Trío francés de funcionamiento deliberadamente discreto, Birds in Row se ha impuesto como uno de los nombres más respetados del screamo y el post-hardcore contemporáneos. Con We Already Lost the World, publicado en 2018, la banda entrega un disco a la vez más melódico y más desesperado, donde la ira se dobla con una lucidez amarga sobre el estado del mundo. Un álbum de rabia y de duelo, pero también de obstinación.

La belleza en la quemadura

Lo que impresiona de entrada es la manera en que la banda hace convivir la violencia y la melodía. Los gritos desgarrados, heredados del screamo más intenso, se cruzan con estribillos casi cantados, con armonías que suben hacia la luz. Esa tensión entre el alarido y la belleza le da al disco una amplitud rara. Las guitarras, a la vez ásperas y luminosas, tejen texturas que recuerdan tanto al hardcore emocional como al post-rock atmosférico, sin perderse jamás en ellas.

Un grito político e íntimo

El título del álbum lo dice todo: ya hemos perdido el mundo. Pero lejos de replegarse en el nihilismo, la banda transforma esa constatación en un llamado a la solidaridad, a la ternura, a la resistencia. Las letras oscilan entre lo íntimo y lo colectivo, entre el dolor personal y la indignación ante la injusticia. Esa dimensión comprometida, nunca moralizante, ancla el disco en su época y a la vez le da un alcance universal. Se percibe una urgencia sincera, una necesidad de decir.

Olas y básculas

En el plano de la escritura, We Already Lost the World marca un refinamiento. Los temas están más construidos, las dinámicas más trabajadas, sin perder nada del salvajismo que constituye la fuerza del grupo.

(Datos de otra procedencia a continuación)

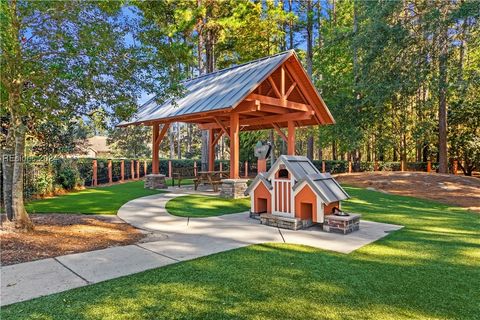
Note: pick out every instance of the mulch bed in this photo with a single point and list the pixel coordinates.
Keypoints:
(60, 234)
(454, 190)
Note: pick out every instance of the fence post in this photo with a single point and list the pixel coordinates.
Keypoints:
(132, 169)
(110, 178)
(94, 172)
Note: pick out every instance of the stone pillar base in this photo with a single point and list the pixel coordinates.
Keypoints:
(233, 188)
(155, 181)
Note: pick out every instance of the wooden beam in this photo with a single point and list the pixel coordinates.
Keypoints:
(162, 133)
(268, 120)
(289, 91)
(224, 129)
(274, 87)
(279, 102)
(211, 150)
(248, 106)
(219, 135)
(291, 138)
(280, 132)
(234, 145)
(155, 150)
(272, 109)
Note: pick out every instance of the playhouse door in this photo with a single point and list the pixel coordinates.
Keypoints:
(282, 197)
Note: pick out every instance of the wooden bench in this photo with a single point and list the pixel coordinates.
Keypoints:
(213, 178)
(182, 174)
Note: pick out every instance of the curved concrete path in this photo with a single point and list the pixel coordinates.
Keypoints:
(188, 238)
(181, 239)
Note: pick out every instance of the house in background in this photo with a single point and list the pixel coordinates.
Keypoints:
(294, 194)
(95, 147)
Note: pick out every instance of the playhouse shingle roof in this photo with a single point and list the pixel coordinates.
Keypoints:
(303, 170)
(324, 185)
(218, 90)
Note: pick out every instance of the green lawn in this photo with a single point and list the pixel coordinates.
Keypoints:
(428, 270)
(205, 206)
(99, 200)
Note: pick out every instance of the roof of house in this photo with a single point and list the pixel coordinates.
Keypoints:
(218, 90)
(303, 170)
(325, 186)
(98, 144)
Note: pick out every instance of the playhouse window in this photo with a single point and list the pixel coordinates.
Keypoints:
(283, 173)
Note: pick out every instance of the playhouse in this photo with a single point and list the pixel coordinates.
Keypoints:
(293, 194)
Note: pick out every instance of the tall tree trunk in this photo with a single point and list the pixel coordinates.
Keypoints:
(442, 99)
(334, 150)
(22, 218)
(356, 152)
(8, 151)
(290, 28)
(179, 142)
(309, 33)
(172, 142)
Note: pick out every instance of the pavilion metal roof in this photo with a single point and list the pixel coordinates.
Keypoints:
(218, 90)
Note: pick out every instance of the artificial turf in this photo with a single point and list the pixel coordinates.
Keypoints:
(199, 206)
(427, 270)
(99, 200)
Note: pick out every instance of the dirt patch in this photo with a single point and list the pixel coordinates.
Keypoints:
(449, 189)
(59, 234)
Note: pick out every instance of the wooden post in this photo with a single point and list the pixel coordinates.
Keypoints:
(132, 169)
(155, 147)
(94, 172)
(211, 150)
(234, 145)
(122, 170)
(291, 138)
(110, 178)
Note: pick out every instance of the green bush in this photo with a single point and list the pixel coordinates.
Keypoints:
(67, 174)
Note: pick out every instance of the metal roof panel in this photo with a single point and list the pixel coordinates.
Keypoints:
(214, 91)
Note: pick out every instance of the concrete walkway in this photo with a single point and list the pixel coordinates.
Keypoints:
(183, 239)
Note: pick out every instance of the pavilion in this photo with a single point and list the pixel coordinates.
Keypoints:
(269, 93)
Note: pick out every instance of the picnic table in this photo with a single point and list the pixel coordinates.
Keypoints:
(213, 178)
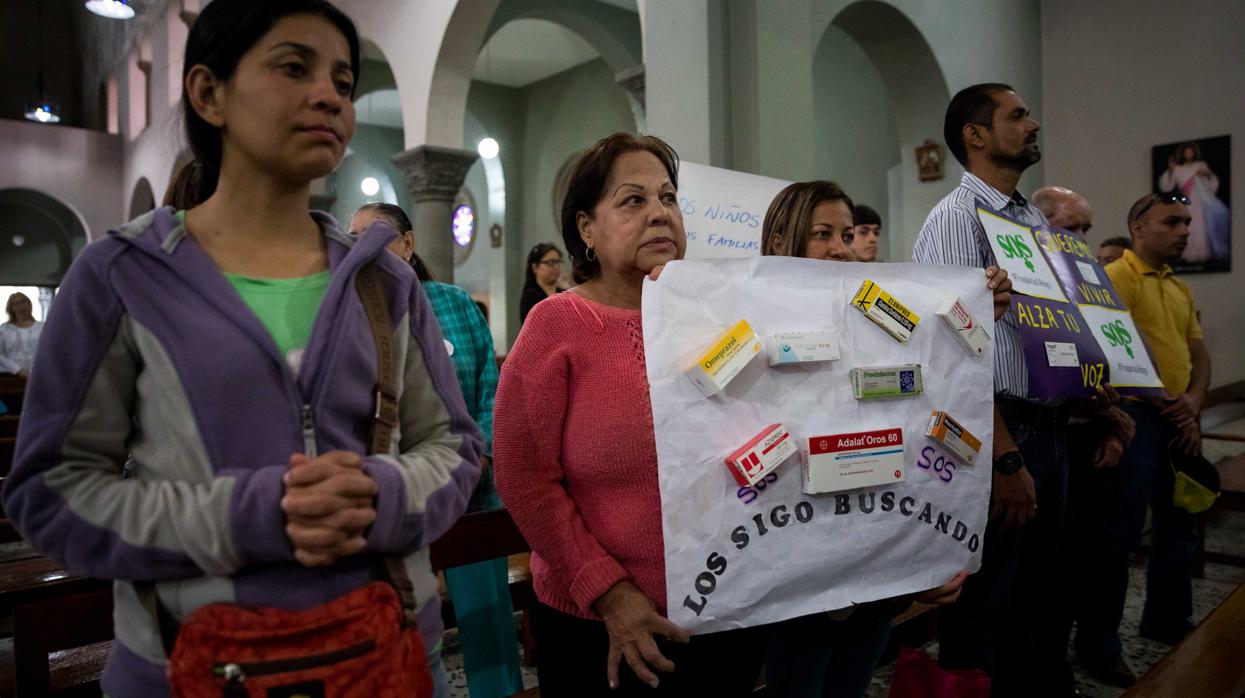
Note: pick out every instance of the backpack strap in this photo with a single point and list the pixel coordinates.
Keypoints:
(367, 283)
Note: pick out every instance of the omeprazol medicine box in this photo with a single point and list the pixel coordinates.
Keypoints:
(761, 454)
(723, 361)
(885, 311)
(954, 437)
(887, 381)
(799, 347)
(858, 459)
(970, 335)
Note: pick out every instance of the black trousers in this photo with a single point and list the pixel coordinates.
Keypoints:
(572, 658)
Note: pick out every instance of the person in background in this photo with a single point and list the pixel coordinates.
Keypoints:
(544, 268)
(227, 352)
(1063, 208)
(1098, 433)
(1210, 228)
(867, 225)
(1112, 249)
(481, 592)
(19, 336)
(1165, 314)
(577, 462)
(834, 655)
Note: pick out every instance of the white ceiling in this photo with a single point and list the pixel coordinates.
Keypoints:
(380, 108)
(526, 51)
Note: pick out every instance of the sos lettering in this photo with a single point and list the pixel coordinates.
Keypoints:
(941, 464)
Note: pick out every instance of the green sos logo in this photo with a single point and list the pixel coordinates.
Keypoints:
(1014, 248)
(1118, 336)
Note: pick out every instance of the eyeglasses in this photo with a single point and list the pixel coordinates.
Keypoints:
(1165, 197)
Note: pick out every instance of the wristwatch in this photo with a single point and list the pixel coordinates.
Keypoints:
(1009, 463)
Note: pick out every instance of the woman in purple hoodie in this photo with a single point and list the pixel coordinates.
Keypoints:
(225, 350)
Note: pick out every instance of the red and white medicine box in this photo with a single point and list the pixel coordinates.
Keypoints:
(761, 454)
(855, 459)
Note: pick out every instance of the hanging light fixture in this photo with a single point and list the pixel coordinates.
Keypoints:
(111, 9)
(42, 110)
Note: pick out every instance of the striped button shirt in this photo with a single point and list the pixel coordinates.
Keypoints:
(954, 235)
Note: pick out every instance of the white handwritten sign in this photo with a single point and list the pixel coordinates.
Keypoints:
(723, 209)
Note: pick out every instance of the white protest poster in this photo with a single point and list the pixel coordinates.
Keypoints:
(745, 556)
(723, 209)
(1017, 251)
(1114, 331)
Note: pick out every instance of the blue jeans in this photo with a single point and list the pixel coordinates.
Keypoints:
(816, 657)
(1005, 620)
(1109, 528)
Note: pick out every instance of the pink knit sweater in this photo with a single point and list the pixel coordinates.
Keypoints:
(574, 453)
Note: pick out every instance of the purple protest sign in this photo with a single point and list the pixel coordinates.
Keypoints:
(1103, 315)
(1071, 345)
(1062, 356)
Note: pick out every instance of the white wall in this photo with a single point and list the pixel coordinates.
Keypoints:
(858, 139)
(564, 115)
(79, 167)
(1124, 75)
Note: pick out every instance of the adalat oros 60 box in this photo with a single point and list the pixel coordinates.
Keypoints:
(854, 459)
(723, 361)
(761, 456)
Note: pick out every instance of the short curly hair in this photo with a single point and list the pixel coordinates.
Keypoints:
(587, 187)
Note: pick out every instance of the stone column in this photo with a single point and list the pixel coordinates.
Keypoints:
(435, 176)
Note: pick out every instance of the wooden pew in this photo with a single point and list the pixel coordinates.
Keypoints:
(1207, 662)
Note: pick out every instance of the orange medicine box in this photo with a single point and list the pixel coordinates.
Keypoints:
(954, 437)
(761, 454)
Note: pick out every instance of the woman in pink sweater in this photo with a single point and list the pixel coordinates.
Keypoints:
(575, 460)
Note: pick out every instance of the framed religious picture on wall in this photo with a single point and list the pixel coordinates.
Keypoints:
(929, 161)
(1202, 171)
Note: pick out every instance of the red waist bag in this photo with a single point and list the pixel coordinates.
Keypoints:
(356, 645)
(918, 676)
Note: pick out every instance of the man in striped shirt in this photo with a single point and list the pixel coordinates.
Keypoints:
(996, 625)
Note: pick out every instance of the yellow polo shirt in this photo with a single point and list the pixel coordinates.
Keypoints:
(1162, 306)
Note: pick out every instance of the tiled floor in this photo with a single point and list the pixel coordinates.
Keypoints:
(1224, 533)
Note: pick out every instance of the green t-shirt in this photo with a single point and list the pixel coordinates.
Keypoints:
(286, 307)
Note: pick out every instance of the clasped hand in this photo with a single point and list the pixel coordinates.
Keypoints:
(328, 504)
(631, 620)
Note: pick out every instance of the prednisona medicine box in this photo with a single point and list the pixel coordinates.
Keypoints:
(887, 381)
(885, 311)
(798, 347)
(857, 459)
(953, 437)
(761, 454)
(970, 335)
(723, 361)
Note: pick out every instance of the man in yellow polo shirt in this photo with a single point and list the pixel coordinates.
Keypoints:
(1163, 309)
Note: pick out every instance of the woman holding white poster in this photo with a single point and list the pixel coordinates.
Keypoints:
(834, 655)
(575, 454)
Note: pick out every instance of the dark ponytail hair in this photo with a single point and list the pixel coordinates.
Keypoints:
(219, 37)
(397, 218)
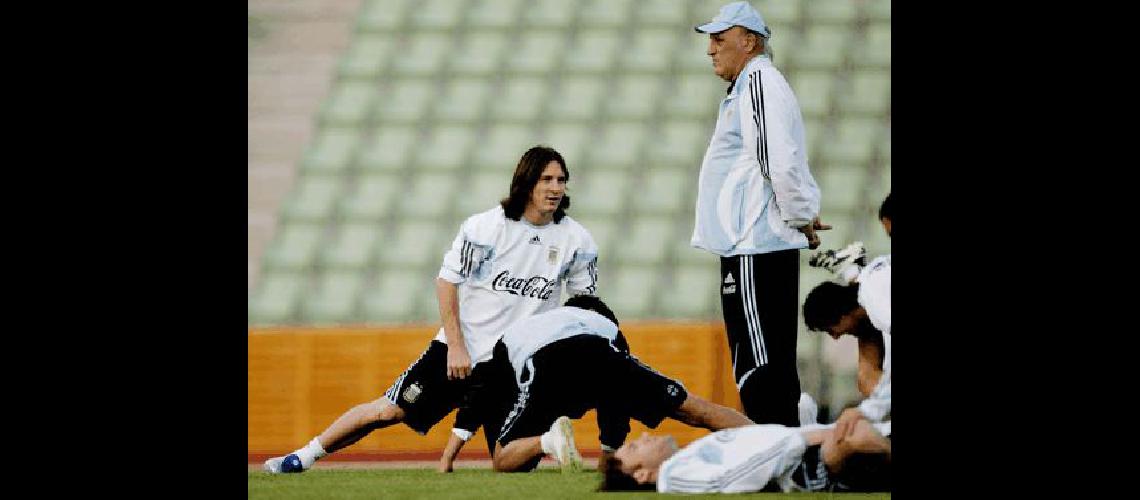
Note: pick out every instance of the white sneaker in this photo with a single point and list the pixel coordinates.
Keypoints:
(566, 452)
(274, 465)
(808, 411)
(284, 465)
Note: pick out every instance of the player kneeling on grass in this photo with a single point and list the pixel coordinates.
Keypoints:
(566, 362)
(756, 458)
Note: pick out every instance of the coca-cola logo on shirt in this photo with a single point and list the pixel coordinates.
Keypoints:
(534, 287)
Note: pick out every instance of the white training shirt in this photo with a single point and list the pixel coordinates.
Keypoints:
(507, 270)
(874, 292)
(755, 185)
(877, 406)
(526, 337)
(733, 460)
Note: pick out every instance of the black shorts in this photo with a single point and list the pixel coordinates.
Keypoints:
(575, 375)
(424, 392)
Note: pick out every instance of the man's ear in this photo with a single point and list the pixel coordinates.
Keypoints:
(642, 476)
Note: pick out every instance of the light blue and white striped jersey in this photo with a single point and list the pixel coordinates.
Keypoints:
(507, 270)
(733, 460)
(755, 186)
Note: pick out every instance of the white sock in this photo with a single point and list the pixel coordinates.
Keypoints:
(548, 442)
(310, 452)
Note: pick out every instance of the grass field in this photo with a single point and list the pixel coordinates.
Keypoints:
(424, 483)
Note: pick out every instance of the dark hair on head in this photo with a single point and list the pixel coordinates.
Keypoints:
(592, 303)
(827, 303)
(615, 480)
(526, 175)
(885, 208)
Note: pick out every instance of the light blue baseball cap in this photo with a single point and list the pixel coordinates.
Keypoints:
(735, 14)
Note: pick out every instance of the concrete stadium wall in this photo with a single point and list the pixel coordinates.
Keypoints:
(300, 379)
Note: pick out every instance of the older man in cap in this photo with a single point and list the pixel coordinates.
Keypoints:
(757, 204)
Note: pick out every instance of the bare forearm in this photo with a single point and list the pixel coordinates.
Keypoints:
(448, 296)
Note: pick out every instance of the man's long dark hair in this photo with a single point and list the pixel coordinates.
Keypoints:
(615, 480)
(527, 174)
(827, 303)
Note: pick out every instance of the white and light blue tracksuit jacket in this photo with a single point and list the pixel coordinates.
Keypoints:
(755, 185)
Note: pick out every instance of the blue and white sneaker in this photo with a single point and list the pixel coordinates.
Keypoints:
(566, 452)
(283, 465)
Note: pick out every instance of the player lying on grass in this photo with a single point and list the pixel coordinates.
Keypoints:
(756, 458)
(566, 362)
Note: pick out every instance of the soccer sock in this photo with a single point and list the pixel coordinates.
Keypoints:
(310, 452)
(550, 443)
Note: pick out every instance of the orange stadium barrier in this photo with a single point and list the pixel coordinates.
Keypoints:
(300, 379)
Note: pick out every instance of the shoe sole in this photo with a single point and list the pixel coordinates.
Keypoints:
(572, 460)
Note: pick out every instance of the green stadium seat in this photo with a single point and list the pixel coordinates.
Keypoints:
(390, 148)
(395, 296)
(569, 140)
(821, 47)
(277, 297)
(693, 293)
(874, 50)
(594, 50)
(550, 13)
(877, 10)
(373, 197)
(830, 11)
(501, 149)
(600, 191)
(423, 56)
(602, 228)
(332, 149)
(536, 52)
(691, 56)
(633, 98)
(334, 300)
(382, 15)
(501, 14)
(681, 142)
(697, 96)
(645, 242)
(853, 141)
(684, 253)
(604, 13)
(866, 93)
(776, 11)
(661, 13)
(884, 145)
(463, 100)
(662, 190)
(482, 191)
(349, 104)
(841, 188)
(520, 99)
(366, 57)
(619, 145)
(413, 244)
(650, 50)
(429, 196)
(629, 292)
(437, 14)
(312, 198)
(577, 99)
(479, 54)
(351, 247)
(406, 101)
(294, 247)
(813, 90)
(447, 148)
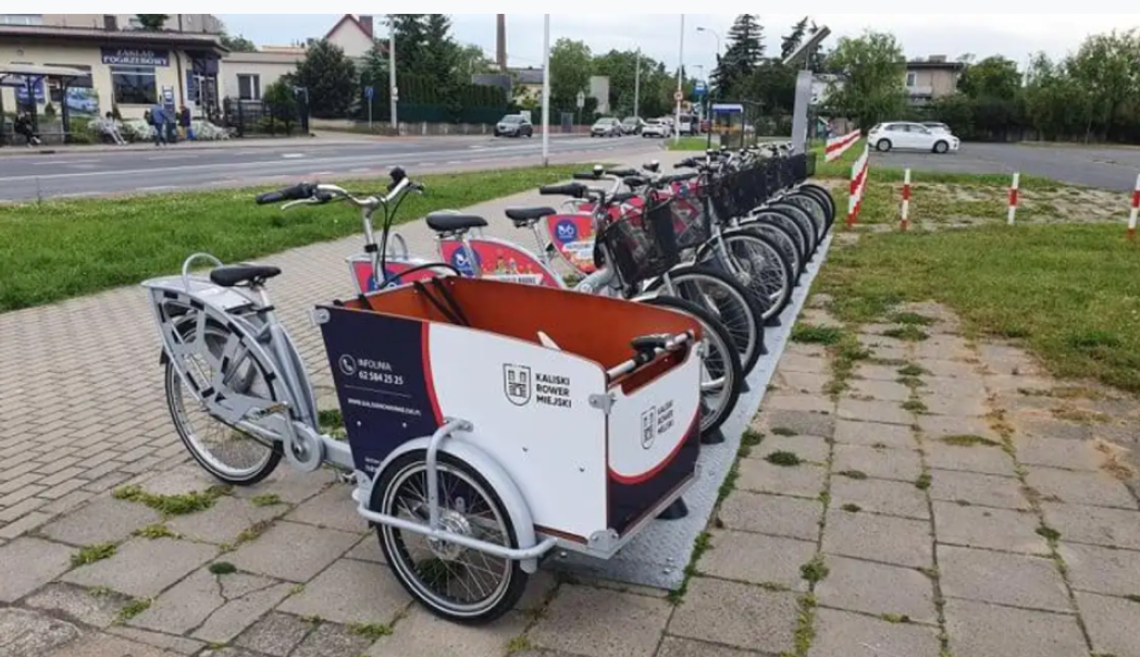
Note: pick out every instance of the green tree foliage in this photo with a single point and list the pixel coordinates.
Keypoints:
(152, 21)
(331, 79)
(873, 87)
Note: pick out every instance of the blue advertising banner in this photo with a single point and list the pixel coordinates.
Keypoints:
(136, 57)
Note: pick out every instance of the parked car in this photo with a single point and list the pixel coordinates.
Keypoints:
(632, 124)
(605, 127)
(904, 135)
(514, 126)
(657, 128)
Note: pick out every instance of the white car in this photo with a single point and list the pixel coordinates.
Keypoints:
(904, 135)
(657, 128)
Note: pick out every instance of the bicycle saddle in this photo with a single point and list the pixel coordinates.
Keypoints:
(452, 221)
(231, 275)
(528, 216)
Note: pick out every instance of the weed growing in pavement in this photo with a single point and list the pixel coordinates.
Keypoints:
(92, 553)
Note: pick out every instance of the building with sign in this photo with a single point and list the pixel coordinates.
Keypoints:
(130, 70)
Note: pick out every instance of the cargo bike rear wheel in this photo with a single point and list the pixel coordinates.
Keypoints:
(456, 583)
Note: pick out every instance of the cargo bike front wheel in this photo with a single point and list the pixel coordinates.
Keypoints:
(454, 582)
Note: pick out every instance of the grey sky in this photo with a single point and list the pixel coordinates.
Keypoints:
(1012, 35)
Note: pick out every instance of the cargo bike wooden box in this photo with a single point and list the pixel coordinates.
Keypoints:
(488, 423)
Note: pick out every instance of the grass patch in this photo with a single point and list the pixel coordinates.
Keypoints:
(814, 570)
(813, 334)
(783, 459)
(369, 631)
(1067, 290)
(60, 249)
(222, 568)
(908, 332)
(266, 500)
(92, 553)
(156, 530)
(131, 609)
(969, 440)
(172, 504)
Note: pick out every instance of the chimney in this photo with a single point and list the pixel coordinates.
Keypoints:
(501, 41)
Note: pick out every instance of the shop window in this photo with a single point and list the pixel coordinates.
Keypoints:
(133, 84)
(249, 87)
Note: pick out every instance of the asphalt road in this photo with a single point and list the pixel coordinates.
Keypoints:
(1105, 167)
(78, 173)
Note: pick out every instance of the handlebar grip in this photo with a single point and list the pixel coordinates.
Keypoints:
(576, 189)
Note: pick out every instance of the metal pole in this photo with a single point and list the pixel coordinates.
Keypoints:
(393, 94)
(546, 89)
(637, 87)
(681, 65)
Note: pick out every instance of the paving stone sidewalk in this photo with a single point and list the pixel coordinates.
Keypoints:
(979, 520)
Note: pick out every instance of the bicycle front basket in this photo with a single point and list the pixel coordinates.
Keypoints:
(642, 243)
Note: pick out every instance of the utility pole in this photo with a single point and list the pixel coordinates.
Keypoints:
(546, 89)
(637, 87)
(681, 65)
(392, 91)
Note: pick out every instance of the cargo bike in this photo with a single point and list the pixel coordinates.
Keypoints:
(487, 423)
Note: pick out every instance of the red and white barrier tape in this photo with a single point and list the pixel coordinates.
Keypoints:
(904, 213)
(1136, 210)
(839, 145)
(1012, 197)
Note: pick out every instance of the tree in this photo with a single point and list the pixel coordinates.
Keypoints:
(238, 43)
(873, 78)
(152, 21)
(331, 79)
(570, 70)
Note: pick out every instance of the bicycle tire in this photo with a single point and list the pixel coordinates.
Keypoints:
(733, 306)
(716, 333)
(773, 264)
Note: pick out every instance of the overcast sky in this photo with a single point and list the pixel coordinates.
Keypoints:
(659, 35)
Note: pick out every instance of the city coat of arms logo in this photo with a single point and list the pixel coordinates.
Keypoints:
(516, 383)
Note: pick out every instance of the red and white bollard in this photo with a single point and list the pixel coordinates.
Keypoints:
(1012, 197)
(1136, 210)
(904, 216)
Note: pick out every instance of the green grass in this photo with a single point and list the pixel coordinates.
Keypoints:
(60, 249)
(1067, 290)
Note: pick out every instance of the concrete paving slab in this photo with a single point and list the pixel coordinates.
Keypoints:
(633, 626)
(30, 564)
(984, 630)
(897, 541)
(1002, 578)
(1097, 525)
(757, 559)
(846, 634)
(900, 464)
(1003, 529)
(422, 634)
(293, 551)
(1091, 488)
(792, 517)
(350, 592)
(737, 615)
(877, 589)
(143, 567)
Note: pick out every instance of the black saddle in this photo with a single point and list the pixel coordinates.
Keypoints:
(231, 275)
(528, 216)
(453, 222)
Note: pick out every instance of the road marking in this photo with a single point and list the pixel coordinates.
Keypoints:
(66, 162)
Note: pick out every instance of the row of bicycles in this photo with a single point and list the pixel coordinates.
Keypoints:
(501, 403)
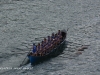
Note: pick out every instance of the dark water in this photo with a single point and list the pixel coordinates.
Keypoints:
(23, 22)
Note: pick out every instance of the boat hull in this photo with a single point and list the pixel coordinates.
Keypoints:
(56, 51)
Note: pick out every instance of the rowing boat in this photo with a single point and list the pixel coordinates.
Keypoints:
(50, 53)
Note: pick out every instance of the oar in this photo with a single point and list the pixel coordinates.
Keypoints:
(25, 58)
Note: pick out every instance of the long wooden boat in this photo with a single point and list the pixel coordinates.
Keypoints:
(53, 52)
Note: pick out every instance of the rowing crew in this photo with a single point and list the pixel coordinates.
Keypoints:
(47, 44)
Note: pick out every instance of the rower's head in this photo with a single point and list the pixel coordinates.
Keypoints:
(48, 37)
(44, 39)
(33, 44)
(59, 31)
(52, 34)
(38, 44)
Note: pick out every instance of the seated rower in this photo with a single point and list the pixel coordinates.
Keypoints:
(34, 48)
(45, 42)
(52, 37)
(38, 47)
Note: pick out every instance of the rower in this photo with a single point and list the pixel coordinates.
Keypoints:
(34, 48)
(45, 42)
(52, 37)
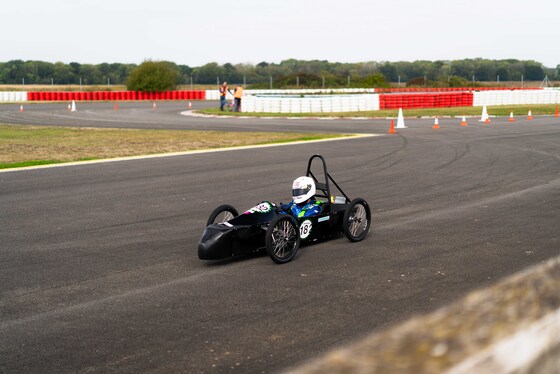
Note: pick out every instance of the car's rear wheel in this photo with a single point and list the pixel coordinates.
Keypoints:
(357, 220)
(222, 214)
(282, 239)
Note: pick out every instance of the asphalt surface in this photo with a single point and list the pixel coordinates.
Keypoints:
(99, 269)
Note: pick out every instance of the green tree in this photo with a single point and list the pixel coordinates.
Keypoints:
(153, 76)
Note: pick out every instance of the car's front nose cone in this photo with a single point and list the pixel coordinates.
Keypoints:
(215, 243)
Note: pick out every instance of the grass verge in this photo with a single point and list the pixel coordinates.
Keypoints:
(505, 110)
(22, 145)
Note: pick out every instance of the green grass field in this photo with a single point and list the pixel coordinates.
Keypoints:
(22, 145)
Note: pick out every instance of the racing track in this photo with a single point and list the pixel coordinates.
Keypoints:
(98, 266)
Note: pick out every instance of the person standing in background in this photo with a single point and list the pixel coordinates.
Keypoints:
(224, 89)
(237, 95)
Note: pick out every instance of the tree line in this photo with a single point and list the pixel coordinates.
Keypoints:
(290, 73)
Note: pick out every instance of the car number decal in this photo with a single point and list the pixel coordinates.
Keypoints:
(261, 208)
(305, 229)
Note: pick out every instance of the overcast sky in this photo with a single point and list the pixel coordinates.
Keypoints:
(250, 31)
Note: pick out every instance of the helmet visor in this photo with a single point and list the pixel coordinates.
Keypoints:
(300, 191)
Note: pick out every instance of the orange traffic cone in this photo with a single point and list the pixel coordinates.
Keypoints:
(392, 129)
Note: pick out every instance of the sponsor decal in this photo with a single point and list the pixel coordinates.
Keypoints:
(305, 229)
(261, 208)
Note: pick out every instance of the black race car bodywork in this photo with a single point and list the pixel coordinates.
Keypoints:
(267, 226)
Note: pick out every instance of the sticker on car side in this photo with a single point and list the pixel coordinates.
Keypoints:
(305, 229)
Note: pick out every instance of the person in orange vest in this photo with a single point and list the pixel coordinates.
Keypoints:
(237, 95)
(224, 89)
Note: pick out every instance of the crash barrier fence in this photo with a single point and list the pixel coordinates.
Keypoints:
(510, 327)
(114, 95)
(317, 104)
(368, 102)
(215, 94)
(304, 100)
(6, 97)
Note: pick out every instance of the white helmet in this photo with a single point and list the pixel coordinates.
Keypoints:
(303, 189)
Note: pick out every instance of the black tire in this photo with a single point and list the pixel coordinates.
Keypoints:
(221, 214)
(357, 220)
(282, 239)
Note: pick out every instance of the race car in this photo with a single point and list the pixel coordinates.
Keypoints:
(268, 226)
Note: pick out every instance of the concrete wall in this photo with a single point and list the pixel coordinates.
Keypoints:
(511, 327)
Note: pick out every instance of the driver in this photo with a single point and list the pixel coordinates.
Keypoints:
(303, 201)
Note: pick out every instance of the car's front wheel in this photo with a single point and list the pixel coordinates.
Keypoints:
(222, 214)
(282, 239)
(357, 219)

Los pasajes calmos no son respiros gratuitos, sino momentos de bascula, cargados de sentido. El álbum avanza por olas, alternando el asalto frontal y el repliegue melancólico, hasta una conclusión que deja al oyente suspendido entre el agotamiento y la esperanza, sin zanjar nunca la cuestión. Aquí nada es decorativo: cada silencio, cada subida, cada regreso del grito parece pesado, colocado para decir algo preciso. Ese rigor formal, puesto al servicio de una emoción desbordante, distingue a la banda de muchas formaciones que confunden la intensidad con el simple volumen. Se sale de la escucha exhausto, pero pocas veces un disco habrá dado tanto la sensación de haber sido pensado hasta el mínimo detalle.

Con este disco, Birds in Row confirma que es mucho más que una banda de screamo entre otras. Transforma un género a menudo percibido como catártico y crudo en una forma de arte matizada, capaz de portar ideas y emociones complejas. We Already Lost the World es un álbum exigente, intenso, que no se entrega a la escucha distraída, pero que recompensa el compromiso del oyente con una fuerza emocional rara. En un paisaje saturado, recuerda que el post-hardcore aún puede decir algo esencial. Un disco que arde y que consuela al mismo tiempo.